How does this affect our own nation?  Well, apart from God, the United States is doomed to failure.  “E Pluribus Unum” without “In God We Trust” is a tower of Babel that God will confuse into collapse.  I frankly do not know how to resolve the refugee and immigration challenges that our country faces, even though I have very good friends on all sides who seem to know exactly what to do.  However, I know that the idea of a borderless world is not from God.  I know that it is national suicide to think that we can admit without limit those who are committed to defying our laws.  I know that it is wrong to turn our backs on helpless people who will die without our aid.  I know that God always calls me to love my neighbor as I love myself.

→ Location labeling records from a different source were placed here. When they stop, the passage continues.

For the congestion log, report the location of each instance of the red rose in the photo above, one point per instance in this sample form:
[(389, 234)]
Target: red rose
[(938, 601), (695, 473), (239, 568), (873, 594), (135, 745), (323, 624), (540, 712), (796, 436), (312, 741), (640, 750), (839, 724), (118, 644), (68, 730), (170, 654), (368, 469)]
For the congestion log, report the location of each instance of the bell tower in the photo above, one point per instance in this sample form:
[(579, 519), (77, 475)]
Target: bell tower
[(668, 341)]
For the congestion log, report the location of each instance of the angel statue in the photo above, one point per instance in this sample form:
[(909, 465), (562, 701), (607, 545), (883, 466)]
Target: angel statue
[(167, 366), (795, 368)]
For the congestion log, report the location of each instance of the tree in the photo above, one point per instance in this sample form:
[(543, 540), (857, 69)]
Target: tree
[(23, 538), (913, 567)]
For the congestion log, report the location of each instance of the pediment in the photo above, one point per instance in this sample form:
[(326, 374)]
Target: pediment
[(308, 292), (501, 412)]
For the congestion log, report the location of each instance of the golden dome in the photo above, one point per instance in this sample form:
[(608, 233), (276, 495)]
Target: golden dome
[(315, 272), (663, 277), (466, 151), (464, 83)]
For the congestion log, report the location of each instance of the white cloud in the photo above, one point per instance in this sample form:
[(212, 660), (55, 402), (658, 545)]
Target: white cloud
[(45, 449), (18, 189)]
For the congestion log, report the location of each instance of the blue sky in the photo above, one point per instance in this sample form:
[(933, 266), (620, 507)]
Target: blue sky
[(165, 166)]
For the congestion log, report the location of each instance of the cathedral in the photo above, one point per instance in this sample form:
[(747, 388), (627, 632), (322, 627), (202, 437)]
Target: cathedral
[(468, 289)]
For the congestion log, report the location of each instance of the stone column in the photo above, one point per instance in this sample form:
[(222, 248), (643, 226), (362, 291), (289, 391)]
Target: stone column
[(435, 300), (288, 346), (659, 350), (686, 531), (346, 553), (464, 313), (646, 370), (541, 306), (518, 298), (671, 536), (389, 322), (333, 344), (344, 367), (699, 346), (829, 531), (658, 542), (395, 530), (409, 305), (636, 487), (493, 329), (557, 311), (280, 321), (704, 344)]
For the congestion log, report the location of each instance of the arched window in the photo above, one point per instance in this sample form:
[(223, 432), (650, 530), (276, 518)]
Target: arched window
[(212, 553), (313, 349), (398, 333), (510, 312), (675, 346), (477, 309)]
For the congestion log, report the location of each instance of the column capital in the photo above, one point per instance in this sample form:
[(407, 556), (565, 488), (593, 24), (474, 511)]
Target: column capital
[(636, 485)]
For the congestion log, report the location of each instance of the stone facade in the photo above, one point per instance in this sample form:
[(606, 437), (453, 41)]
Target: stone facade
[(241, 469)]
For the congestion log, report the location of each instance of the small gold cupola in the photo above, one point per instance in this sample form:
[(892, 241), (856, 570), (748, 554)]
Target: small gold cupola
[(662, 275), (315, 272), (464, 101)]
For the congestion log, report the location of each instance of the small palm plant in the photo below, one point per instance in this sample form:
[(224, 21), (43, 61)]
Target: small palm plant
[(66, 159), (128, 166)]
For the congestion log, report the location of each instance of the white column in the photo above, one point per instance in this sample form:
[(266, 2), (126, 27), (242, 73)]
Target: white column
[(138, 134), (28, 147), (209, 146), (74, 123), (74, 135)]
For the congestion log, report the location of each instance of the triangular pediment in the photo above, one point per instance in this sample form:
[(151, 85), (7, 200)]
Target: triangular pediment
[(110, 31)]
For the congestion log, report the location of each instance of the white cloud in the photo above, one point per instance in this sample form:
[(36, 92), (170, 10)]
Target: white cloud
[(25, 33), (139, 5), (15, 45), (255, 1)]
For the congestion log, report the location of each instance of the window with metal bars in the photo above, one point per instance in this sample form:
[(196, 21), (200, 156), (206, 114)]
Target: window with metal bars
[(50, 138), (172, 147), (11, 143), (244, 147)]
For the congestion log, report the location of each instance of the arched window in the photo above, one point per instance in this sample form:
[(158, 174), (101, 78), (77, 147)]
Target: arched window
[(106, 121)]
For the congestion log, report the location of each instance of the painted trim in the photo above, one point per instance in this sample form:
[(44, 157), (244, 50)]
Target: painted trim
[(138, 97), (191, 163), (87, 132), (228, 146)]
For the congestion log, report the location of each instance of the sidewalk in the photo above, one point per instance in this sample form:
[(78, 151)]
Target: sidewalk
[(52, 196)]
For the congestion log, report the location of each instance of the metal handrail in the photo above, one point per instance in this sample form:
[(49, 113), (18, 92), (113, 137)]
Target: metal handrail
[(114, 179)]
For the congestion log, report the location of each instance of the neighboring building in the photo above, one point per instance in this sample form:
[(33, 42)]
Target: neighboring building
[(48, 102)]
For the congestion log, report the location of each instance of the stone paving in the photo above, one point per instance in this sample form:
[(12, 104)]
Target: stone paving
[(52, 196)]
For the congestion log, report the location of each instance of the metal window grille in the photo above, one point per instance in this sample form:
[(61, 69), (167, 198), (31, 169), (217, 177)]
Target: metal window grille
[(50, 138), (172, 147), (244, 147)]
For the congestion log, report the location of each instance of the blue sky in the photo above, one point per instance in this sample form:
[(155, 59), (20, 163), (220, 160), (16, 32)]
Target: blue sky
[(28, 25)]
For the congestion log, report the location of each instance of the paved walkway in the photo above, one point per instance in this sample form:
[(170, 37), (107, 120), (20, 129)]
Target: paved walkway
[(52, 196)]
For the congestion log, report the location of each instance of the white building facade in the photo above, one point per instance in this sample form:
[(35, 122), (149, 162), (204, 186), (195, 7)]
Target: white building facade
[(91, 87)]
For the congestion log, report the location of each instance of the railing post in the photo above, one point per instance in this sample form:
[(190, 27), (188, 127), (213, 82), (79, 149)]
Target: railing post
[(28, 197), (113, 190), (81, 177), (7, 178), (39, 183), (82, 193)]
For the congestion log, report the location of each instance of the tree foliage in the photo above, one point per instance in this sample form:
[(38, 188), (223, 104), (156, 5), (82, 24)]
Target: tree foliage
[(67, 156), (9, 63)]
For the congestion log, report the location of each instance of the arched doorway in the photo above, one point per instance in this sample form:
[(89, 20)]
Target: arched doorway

I am not so much interested in this article about how to resolve the current immigration debate as I am in getting out there that the NATIONS matter to God.  God has decisive control over the affairs of the human race.  The king’s heart is in the hand of the LORD (Proverbs 21:1); a man may plot his way, but the LORD determines his steps (Proverbs 16:9); the plans of man are many, but the purpose of the LORD will stand (Proverbs 19:21).  God works out everything after the counsel of His own will (Ephesians 1:11).  Jesus is the only one able to open the scroll of the destiny of the world (Revelation 5:5).  This means that the nations that He Himself ordained are in His hands.  The Apostle Paul spoke of the glory of God in creating and controlling the nations this way, “The God who made the world and everything in it, being Lord of heaven and earth, does not live in temples made by man, 25 nor is he served by human hands, as though he needed anything, since he himself gives to all mankind life and breath and everything. 26 And he made from one man every nation of mankind to live on all the face of the earth, having determined allotted periods and the boundaries of their dwelling place, 27 that they should seek God, and perhaps feel their way toward him and find him. Yet he is actually not far from each one of us, (Acts 17:24-27).  God has appointed the times and boundaries of the nations so that they will seek Him and find Him.
 
God will one day reunite the peoples of the earth and reverse the punishment of Babel, but the basis of that unity will not be the glory of the human race.  It will be the glory of the God-Man, Jesus Christ. 
“For at that time I will change the speech of the peoples
    to a pure speech,
that all of them may call upon the name of the Lord
    and serve him with one accord.” Zephaniah 3:9
And they sang a new song, saying,
“Worthy are you to take the scroll
    and to open its seals,
for you were slain, and by your blood you ransomed people for God
    from every tribe and language and people and nation,
10 and you have made them a kingdom and priests to our God,
    and they shall reign on the earth.” Revelation 5:9-10

A day will come when the nations (as we understand them) will be no more. That day is not yet.  Let us not wish that there were no nations.  Rather, let us thank God that even the confusion of nations draws us to the real King—to God Himself.


[1] At least, He will refuse to allow a one world government without Him to happen until the Day of the Lord.  There will come a time when the Lord will defeat the combined forces of the world unified against Him. See especially Revelation 17-20.